- Born: September 6, 1886 Durham, North Carolina, U.S.
- Died: January 29, 1976 (aged 89) New York, NY, U.S.
- Occupations: founder of Alpha Kappa Alpha sorority; English and Latin teacher
- Spouse: John Clay Holmes ​ ​(m. 1917⁠–⁠1946)​
- Parent(s): Rev. Lewis Flagg and Callie McAdoo

= Margaret Flagg Holmes =

Alpha Kappa Alpha founder

Margaret Flagg Holmes (September 6, 1886 – January 29, 1976) was one of the sixteen founders of Alpha Kappa Alpha sorority, at Howard University in Washington, DC. It was the first sorority founded by African-American women.

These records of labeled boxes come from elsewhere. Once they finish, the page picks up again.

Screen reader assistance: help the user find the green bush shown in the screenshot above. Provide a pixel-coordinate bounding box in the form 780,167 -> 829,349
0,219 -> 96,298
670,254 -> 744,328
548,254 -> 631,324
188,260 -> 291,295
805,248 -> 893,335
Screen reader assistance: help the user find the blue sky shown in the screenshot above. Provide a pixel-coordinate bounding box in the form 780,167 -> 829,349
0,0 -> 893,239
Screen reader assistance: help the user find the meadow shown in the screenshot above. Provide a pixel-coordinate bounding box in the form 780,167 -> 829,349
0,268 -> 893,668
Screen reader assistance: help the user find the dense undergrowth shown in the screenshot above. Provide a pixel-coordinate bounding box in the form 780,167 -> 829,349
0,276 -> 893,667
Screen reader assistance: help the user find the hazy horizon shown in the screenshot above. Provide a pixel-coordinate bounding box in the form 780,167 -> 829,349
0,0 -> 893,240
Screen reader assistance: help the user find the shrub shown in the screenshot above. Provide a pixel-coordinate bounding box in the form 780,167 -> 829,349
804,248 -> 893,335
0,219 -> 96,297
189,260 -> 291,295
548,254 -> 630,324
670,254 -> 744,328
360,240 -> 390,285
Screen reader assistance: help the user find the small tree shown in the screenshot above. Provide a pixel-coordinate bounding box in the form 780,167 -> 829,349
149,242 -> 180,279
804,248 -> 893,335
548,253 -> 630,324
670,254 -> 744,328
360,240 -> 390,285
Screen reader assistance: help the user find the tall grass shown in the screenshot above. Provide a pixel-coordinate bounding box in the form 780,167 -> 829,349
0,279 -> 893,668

She went on to earn a Master's in Philosophy at Columbia University in New York. Holmes devoted her energies to teaching academic, or college preparatory, curriculum at the high school level for more than thirty years, mostly in Chicago, Illinois. She was voted "Best Latin Teacher" in the entire city. There Holmes distinguished herself further by leading the history department at Du Sable High School for several years, an unusual leadership role for any woman in those times.

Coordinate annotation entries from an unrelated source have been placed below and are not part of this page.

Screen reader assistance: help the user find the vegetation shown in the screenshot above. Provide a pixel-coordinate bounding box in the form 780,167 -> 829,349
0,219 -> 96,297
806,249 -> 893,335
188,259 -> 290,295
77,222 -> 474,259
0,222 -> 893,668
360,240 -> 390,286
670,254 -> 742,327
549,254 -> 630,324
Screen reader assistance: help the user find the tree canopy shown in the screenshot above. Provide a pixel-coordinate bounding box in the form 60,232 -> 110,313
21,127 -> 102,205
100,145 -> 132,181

In addition, Holmes served as president and vice-president of the Theta Omega chapter of Alpha Kappa Alpha in Chicago, where she was active for more than 30 years in programs for education and health. She also was active with the NAACP and the YWCA. Margaret Holmes demonstrated in her work as an educator and civic activist how African-American sororities supported women "to create spheres of influence, authority and power within institutions that traditionally have allowed African Americans and women little formal authority and real power."

==Early life==
Born in Durham, North Carolina to Reverend Lewis and Callie (McAdoo) Flagg, Margaret Flagg attended elementary school in the city's public school system. After her family moved to Washington, D.C., Margaret attended M Street High School (later called Dunbar High School), one of the city's academic high schools, where she graduated in 1904. Her ability was recognized by Howard University with the award of a scholarship. Flagg's ambition and abilities were demonstrated by her going to Howard at a time when only 1/3 of 1% of African Americans and 5% of whites of eligible age attended any college. Howard was the top historically black college in the nation.

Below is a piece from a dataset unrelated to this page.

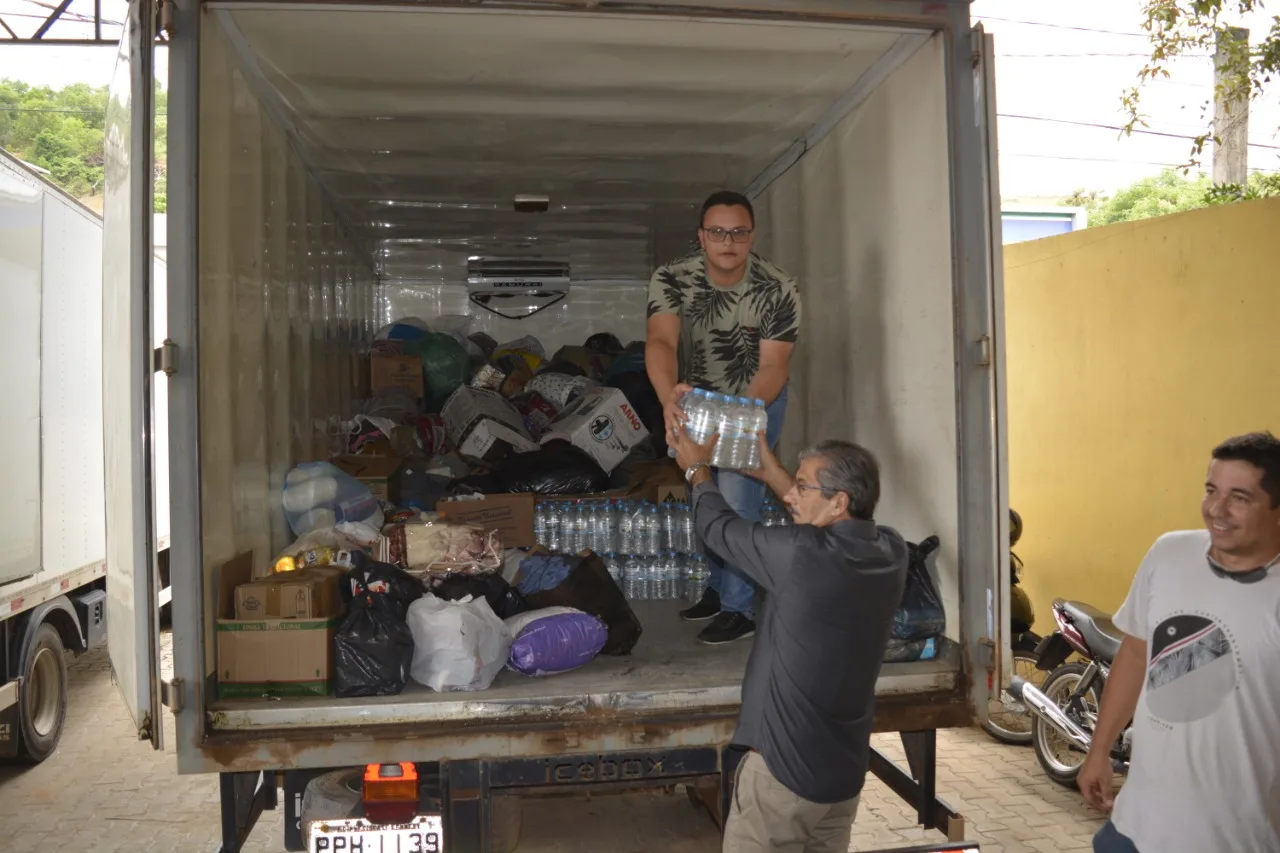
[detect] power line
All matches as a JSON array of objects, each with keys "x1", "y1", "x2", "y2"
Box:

==College life and the establishment of Alpha Kappa Alpha Sorority==
In September 1904, Margaret started at Howard University, where she majored in Latin, history, and English. With Ethel Hedgeman and Lavinia Norman, Margaret helped to plan the sorority by refining their first constitution, drafted by Lucy Diggs Slowe. She was among the nine African American women students who founded the sorority on January 15, 1908.

==Career==
At a time when many women taught primary school, Margaret Holmes earned advanced degrees and taught in academic high schools. In addition, she headed an academic department for years.

For nine years, Flagg served as a history, Latin and English teacher at the same Baltimore high school as fellow founder Lucy Diggs Slowe. By studying during summers, Flagg earned a Master of Arts degree in philosophy in 1917 from Columbia University in New York.

On August 1, 1917, Flagg married John Clay Holmes. The couple moved to Chicago, Illinois, where she returned to teaching in 1922. Holmes first taught Latin at Wendell Phillips High School, the first secondary school for African Americans in Chicago. It attracted talented teachers and students. Holmes earned recognition as "Best Latin Teacher of the City" by the North Central Association.

As the school expanded, it was renamed Du Sable High School. Margaret Holmes headed the history department for several years, until 1931. Such a position of leadership at the high school level was unusual for women educators of the time. Holmes was an educator for more than 30 years, until 1953, teaching generations of students.

==Civic and Alpha Kappa Alpha involvement==
In Chicago, Margaret Holmes participated in the NAACP and the YWCA. Through her civic work relating to civil rights, Holmes collaborated with national NAACP leaders Dr. W. E. B. Du Bois, Mary White Ovington, and Dr. Joel Elias Spingarn.

For more than thirty years, from 1922 to 1953, Margaret Holmes was active in Chicago's Theta Omega alumnae chapter of Alpha Kappa Alpha. She served as the vice-president and president of the chapter. Both the chapter and national organization raised funds in the 1920s and 1930s for scholarships, and contributed to the NAACP and Urban League. They worked to support education for African Americans and gain civil rights. Holmes helped serve the African American community through challenges of the Great Depression and the Great Migration, when Southern blacks arrived in Chicago at the rate of 5,000 per week.

After her move later in life to New York, Holmes became a member of the Tau Omega chapter of Alpha Kappa Alpha. In total, she worked with the sorority for over sixty years.

With her husband John, Margaret traveled across the United States and Canada. In Paris, France, Margaret met the famous African American dancer Josephine Baker. The Holmes couple were received by Pope Pius XI in 1931. After her husband died in 1946, Margaret Holmes moved to New York City to live with her sister. Holmes died on January 29, 1976, aged 89.